DIPERIKSA : Tim Psikologi dari Biro Psikologi SSDM Mabes Polri di pimpin Kompol M. Mujib Ridwan S.Psi, M.Psi., memeriksa kejiwaan IS adalah, pelaku mutilasi pacar menjadi 11 bagian, di Mapolres Semarang, Selasa (2/8). Foto :ist/Ernawaty

UNGARAN, WAWASAN.CO - IS, pelaku mutilasi pacar menjadi 11 bagian di wilayah Hukum Polres Semarang menjalani pemeriksaan kejiwaannya, Selasa (2/8). 

Kapolres Semarang AKBP Yovan Fatika H A, SIK, MH. Kepada awak media saar dikonfirmasi membenarkan pihaknya mendatangkan Tim Psikologi Mabes Polri. 

"Kehadiran Tim Psikologi Mabes Polri untuk memeriksa kejiwaan tersangka mutilasi pacar menjadi 11 bagian, IS (34th).
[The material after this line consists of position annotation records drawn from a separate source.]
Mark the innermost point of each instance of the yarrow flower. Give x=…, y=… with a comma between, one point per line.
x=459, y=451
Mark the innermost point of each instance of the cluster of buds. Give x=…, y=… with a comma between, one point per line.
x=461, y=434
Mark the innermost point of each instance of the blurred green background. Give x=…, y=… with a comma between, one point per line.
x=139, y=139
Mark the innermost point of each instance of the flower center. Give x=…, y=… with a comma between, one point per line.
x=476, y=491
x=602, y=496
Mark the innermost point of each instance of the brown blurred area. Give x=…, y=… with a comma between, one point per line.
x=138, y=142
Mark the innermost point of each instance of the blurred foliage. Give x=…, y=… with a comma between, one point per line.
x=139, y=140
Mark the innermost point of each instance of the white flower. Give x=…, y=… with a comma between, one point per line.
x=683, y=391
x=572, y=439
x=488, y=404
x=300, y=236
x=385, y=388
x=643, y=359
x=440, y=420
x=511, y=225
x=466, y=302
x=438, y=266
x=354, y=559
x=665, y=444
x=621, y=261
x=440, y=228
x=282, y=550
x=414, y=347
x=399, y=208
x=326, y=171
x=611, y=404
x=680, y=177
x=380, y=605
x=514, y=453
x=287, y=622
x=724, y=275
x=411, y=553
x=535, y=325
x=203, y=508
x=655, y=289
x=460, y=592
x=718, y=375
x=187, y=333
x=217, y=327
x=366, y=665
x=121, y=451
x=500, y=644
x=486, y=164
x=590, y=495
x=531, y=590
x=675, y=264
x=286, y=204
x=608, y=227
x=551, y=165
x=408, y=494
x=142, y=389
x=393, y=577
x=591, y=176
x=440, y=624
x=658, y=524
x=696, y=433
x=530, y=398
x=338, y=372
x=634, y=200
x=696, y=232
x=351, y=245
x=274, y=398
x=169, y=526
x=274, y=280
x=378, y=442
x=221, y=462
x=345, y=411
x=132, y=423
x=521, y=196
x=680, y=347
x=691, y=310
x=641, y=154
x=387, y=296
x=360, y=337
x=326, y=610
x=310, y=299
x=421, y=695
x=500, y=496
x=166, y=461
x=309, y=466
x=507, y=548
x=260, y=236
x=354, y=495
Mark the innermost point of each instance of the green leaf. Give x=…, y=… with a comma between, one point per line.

Langkah ini, bagian dari perkembangan penyidikan Satreskrim Polres Semarang dalam kasus pembunuhan disertai mutilasi di wilayah Hukum Polres Semarang," Kata Kapolres Semarang AKBP Yovan Fatika H A, SIK, MH. 

Yovan menyebutkan tujuan dari pemeriksaan Psikologi tersangka IS guna melengkapi berkas pemeriksaan dan juga mengetahui kondisi kejiwaan tersangka. 

Yovan menambahkan, tindakan sadis tersangka yang memutilasi korban dalam tenggang 3 hari ini mendasari penyidik untuk mengetahui kejiwaan tersangka. 

"Pemeriksaan ini sangat perlu dilaksanakan, dimana tersangka IS tega menghabisi nyawa mantan kekasihnya selanjutnya dimutilasi menjadi 11 bagian dalam kurun waktu 3 hari," tandasnya.

Sementara, Kasubbag Psikrim Bagsipol Ropsi SSDM Polri Kompol M. Mujib Ridwan S.Psi, M.Psi., Psikologi Biro Psikologi SSDM Mabes Polri yang memimpin jalannya pemeriksaan kejiwaan IS menjelaskan bahwa kondisi kejiwaan tersangka dalam keadaan sehat tidak dalam keadaan depresi. 

"Setelah kami melakukan pemeriksaan dengan 3 metode yaitu wawancara, tertulis dan observasi, kami berkesimpulan bahwa kondisi kejiwaan tersangka dalam keadaan sehat," ujar Mujib Ridwan. 

Terbukti, ungkap dia, dari penuturan tersangka dapat menceritakan secara runtut kejadian demi kejadian yang dialaminya. 

Bahkan, IS saat membunuh hingga memutilasi pacarnya dilakukan secara sadar  
"Dan dapat diterima secara nalar tentang pernyataan pernyataan tersangka," ujar Kompol Mujib.